SEBI is currently focused on the staging of its May 20-22 Inaugural Entrepreneurship Conference, its first excursion into the kind of public discourse that brings  together the business and academic communities as much as the students which, hopefully, will throw up ideas that can be applied across a wide spectrum of challenges, not least, those that have to do with helping to address some of the broader economic challenges facing the country.

The School’s ‘Call For Papers’ for the May forum, shared with the Stabroek Business by its Director of Communications and Corporate Relations, Rennie Chester, provides clear insights into the agenda. Numbered amongst the issues listed for discourse amongst participants academics, business leaders, state-run institutions and students at the forum are entrepreneurship and economic development; women’s empowerment through entrepreneurship; entrepreneurship and the informal sector; the role of micro, small and medium-sized enterprises in economic development.

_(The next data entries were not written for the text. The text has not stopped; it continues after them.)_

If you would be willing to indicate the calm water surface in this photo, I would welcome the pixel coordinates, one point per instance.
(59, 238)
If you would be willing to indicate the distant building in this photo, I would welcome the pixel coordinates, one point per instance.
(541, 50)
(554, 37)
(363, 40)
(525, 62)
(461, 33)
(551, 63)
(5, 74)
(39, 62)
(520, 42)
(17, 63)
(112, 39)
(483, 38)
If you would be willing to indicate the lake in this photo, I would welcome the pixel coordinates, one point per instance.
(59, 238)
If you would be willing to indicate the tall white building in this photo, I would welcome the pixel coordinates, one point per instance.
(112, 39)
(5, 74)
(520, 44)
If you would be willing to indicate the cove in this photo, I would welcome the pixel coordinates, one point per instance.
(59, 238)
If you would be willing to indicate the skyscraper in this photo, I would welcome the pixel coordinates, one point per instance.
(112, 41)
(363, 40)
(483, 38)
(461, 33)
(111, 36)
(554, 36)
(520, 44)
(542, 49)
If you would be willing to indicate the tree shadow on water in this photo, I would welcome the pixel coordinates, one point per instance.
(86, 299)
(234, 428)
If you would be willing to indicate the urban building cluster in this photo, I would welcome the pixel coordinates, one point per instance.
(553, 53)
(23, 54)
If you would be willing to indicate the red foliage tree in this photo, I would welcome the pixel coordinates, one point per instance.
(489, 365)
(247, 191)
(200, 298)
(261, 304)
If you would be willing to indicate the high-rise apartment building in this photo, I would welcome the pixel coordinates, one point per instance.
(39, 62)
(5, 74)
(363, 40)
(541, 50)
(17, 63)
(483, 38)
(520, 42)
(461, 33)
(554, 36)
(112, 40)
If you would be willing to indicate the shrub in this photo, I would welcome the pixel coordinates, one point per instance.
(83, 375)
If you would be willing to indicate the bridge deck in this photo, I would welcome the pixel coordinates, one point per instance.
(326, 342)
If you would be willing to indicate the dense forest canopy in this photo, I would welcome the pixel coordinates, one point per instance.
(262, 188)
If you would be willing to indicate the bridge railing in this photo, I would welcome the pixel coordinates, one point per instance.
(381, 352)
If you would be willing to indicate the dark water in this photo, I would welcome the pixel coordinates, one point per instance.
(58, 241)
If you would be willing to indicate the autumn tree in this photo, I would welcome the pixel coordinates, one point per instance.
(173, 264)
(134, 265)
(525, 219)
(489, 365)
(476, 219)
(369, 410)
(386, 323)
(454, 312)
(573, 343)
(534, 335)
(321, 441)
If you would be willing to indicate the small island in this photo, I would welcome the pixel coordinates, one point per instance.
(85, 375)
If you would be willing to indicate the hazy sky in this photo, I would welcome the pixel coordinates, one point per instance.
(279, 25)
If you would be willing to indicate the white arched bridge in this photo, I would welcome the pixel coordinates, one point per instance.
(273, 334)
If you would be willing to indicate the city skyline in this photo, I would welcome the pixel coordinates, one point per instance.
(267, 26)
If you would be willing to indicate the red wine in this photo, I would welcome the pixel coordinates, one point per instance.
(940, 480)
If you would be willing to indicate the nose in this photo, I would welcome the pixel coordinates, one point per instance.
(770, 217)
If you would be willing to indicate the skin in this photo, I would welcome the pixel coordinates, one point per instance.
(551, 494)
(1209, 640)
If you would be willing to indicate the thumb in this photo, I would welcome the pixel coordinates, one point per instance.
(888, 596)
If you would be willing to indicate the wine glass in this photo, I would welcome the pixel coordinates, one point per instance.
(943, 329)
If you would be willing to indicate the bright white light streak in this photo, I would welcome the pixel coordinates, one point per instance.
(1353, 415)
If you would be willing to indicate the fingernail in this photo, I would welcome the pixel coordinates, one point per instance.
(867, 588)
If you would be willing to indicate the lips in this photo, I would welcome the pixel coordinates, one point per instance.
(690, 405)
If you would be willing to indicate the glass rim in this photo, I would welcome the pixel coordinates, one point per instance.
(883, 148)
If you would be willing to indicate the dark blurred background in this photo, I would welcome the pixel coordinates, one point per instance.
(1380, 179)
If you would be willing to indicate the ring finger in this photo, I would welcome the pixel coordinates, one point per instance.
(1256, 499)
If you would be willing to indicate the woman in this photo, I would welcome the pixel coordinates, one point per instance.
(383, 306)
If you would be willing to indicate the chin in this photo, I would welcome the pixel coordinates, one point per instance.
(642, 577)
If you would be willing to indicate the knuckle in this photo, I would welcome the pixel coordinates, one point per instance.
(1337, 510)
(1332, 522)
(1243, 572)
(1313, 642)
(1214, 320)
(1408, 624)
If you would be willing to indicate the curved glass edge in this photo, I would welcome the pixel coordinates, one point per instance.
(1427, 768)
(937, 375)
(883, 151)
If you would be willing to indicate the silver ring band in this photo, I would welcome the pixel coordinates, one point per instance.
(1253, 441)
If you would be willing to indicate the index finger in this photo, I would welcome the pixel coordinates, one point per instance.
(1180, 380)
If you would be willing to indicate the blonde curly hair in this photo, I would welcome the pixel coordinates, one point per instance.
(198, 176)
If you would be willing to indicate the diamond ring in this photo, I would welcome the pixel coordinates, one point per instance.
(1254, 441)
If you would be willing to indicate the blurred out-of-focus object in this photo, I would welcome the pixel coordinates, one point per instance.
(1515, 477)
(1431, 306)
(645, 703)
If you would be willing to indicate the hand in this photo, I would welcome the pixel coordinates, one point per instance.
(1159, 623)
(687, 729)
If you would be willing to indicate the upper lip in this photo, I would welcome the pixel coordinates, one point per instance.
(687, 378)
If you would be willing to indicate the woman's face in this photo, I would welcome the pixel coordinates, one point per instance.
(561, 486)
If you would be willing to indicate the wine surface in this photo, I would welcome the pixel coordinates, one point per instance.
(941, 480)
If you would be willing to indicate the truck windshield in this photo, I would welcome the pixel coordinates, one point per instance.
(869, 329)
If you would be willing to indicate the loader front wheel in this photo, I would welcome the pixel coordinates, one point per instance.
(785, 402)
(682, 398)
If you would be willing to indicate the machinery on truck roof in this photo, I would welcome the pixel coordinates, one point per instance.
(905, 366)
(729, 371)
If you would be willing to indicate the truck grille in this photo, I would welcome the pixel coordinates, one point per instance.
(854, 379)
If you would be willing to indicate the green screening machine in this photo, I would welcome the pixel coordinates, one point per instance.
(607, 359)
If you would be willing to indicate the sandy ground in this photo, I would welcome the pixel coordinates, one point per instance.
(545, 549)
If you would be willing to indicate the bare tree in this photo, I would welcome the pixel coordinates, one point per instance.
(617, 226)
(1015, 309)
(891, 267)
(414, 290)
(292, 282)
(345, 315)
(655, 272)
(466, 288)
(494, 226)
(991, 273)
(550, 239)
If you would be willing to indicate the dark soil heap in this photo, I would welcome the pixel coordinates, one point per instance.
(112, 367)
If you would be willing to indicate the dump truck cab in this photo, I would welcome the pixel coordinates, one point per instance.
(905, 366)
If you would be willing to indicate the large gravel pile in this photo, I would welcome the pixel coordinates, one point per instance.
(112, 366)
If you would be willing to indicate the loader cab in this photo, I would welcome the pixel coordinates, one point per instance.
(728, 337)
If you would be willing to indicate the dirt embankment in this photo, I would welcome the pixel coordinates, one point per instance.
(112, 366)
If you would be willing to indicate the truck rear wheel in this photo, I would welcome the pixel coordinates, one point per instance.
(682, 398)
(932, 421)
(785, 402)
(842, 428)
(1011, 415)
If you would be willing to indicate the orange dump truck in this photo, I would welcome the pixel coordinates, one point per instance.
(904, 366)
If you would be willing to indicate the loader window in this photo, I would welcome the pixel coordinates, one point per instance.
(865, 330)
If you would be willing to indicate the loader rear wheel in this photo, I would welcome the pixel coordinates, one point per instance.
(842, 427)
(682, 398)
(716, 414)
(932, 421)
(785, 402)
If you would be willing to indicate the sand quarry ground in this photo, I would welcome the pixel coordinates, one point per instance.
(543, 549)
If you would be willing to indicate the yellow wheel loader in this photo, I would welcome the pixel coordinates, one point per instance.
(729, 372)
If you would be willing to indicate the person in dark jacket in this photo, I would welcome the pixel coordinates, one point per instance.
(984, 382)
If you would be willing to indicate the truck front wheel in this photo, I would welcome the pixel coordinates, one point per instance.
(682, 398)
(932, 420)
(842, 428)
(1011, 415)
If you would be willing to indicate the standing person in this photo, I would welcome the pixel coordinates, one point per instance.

Professor Lucas holds the view that the institution’s role in providing a curriculum in disciplines that would lead to a formal academic qualification should not be allowed to obscure its responsibility to provide the sort of practical tuition directly related to enhancing entrepreneurial capabilities in the business sector.

Across the way from Professor Lucas’ office a small group of students had been kept waiting in the SEBI building to engage us. Three of them symbolized what we had earlier been told were the real objectives of SEBI. Paul Warner, Sean Langevine and Amika Persaud have enrolled at SEBI in order to further refine their business acumen in preparation for the task of enhancing the roles they already play in businesses.  Warner and Persaud are already involved in the management of family businesses, Warner in the beverages sector and Amika Persaud in the gold-mining industry. Sean Langevine is a manager with the popular Oasis Café though he appears to be busying himself to embark on an entrepreneurial pursuit of his own in the future.

We had met earlier with Tracey Alves and Cassandra Karran, two seemingly keen and energetic professionals who serve as Academic Advisors to SEBI and the School’s Administrative Officer, Tamika Profitt. Ms. Profitt’s job, Professor Lucas explained was to ensure a sense of administrative order. The role of the two academic advisors has to do with the intellectual welfare of the students. Meetings between prospective students and the academic advisors occur before students are enrolled, part of the purpose being to offer curriculum-related guidance and to help students respond to such challenges as they may encounter at the University.

We ended our visit on an upbeat note. There is evidence that (though still to a modest extent at this juncture) the public/private sector partnership that underpins SEBI is working. It showed, particularly in the energetic responses of the three students that we interviewed to questions relating to the nexus between their experiences at SEBI and their business ambitions. It appears to be a more than promising start.